I am torn between answering and just ignoring them. It isn't in my nature to back down from a fight though. Sometimes I wish it was.
Perhaps if they didn't call me an idiot, or worse nothing would be said.
Anyway... having a contrary opinion to the majority will gain you many attacks and neg rep. It's dumb, but whatever.

Here is one of my favorite ironic comments I have received...

"Your dumb"


----------



## Mckeever (Apr 26, 2009)

Majortom505 said:


> *" Originally Posted by streetpunk08 View Post
> You guys are nitpicking the shit out of my posts. I never said Overeem sucked or even remotely implied it, I said at 205 he wasn't nearly as dominant as he has shown to be at HW or in his K-1 bouts."*
> 
> People here do that, way too much. They sure do it to me, mostly when I say something negative about Bisping or Hardly.
> ...


Who the hell is "Hardly"?!


----------



## Majortom505 (Jun 23, 2009)

Mckeever said:


> Who the hell is "Hardly"?!


Dan Hardly. Hardly an MMA fighter, a boxer.


----------



## Mckeever (Apr 26, 2009)

Majortom505 said:


> Dan Hardly. Hardly an MMA fighter, a boxer.












And you wonder why people call you stupid...


----------



## Squirrelfighter (Oct 28, 2009)

I dont really understand the Overeem hype. Maybe, MAYBE, he's good enough for the UFC but he's nowhere near champion caliber. Look at his record. 

Lost to Werdum, lost to Li'l Nog TWICE, lost to Rua TWICE. He's not really all that amazing a fighter IMO. There are much better uses for the UFC's time at HW, Wedrum for one. I would much rather see him with UFC gloves on rather than that prick Overeem.


----------



## M.C (Jul 5, 2008)

Squirrelfighter said:


> I dont really understand the Overeem hype. Maybe, MAYBE, he's good enough for the UFC but he's nowhere near champion caliber. Look at his record.
> 
> Lost to Werdum, lost to Li'l Nog TWICE, lost to Rua TWICE. He's not really all that amazing a fighter IMO. There are much better uses for the UFC's time at HW, Wedrum for one. I would much rather see him with UFC gloves on rather than that prick Overeem.

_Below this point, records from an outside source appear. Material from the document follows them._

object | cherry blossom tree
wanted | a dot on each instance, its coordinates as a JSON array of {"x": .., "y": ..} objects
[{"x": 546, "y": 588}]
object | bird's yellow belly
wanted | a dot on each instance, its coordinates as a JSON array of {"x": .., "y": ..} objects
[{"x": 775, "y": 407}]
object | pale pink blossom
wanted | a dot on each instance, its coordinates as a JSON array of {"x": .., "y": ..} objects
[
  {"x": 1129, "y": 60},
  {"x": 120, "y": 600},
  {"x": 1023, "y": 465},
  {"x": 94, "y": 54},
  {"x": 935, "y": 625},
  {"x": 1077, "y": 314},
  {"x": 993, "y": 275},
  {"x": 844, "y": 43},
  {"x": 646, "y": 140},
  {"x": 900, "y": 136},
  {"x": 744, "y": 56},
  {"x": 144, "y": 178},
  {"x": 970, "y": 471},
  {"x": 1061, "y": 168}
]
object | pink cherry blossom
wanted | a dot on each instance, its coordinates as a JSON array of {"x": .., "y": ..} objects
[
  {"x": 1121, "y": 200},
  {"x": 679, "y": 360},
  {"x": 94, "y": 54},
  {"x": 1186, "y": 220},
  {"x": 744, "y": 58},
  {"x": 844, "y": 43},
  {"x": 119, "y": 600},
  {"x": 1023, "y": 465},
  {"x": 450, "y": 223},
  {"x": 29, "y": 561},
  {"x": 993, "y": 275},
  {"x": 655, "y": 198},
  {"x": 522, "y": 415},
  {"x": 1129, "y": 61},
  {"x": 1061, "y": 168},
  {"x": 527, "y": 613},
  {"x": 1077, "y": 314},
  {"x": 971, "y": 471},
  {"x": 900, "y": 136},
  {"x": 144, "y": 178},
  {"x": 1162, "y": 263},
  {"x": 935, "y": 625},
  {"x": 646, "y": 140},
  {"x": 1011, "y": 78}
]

Overeem is on a 9 fight win streak, 8 of those being first round finishes. He hasn't lost in 3 years, and the losses he has are back when he was a lot smaller in a lower division, far from the fighter he is now, against Shogun, one of the greatest in the world, Werdum, who just beat Fedor for crying out loud, and that was 4 years ago, and Nog.

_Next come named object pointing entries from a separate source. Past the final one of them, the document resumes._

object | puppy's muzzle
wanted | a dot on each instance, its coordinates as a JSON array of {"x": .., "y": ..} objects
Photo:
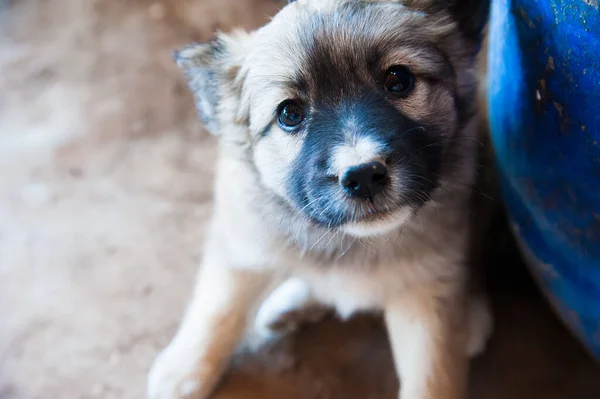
[{"x": 365, "y": 181}]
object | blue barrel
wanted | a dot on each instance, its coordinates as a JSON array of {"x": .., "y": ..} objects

Granted, at this point, he hasn't done enough to be thrown into the UFC and get slammed with a title shot his first fight, but to say he's "MAYBE" UFC calibre is sort of silly. He's without question UFC calibre and would give a lot of people in the UFC HW divison problems, especailly striking.


----------



## Danm2501 (Jun 22, 2009)

If James McSweeney is good enough to get a multi-fight UFC contract then Alistair Overeem is without doubt UFC calibre.


----------



## Squirrelfighter (Oct 28, 2009)

Michael Carson said:


> Overeem is on a 9 fight win streak, 8 of those being first round finishes. He hasn't lost in 3 years, and the losses he has are back when he was a lot smaller in a lower division, far from the fighter he is now, against Shogun, one of the greatest in the world, Werdum, who just beat Fedor for crying out loud, and that was 4 years ago, and Nog.
> 
> Granted, at this point, he hasn't done enough to be thrown into the UFC and get slammed with a title shot his first fight, but to say he's "MAYBE" UFC calibre is sort of silly. He's without question UFC calibre and would give a lot of people in the UFC HW divison problems, especailly striking.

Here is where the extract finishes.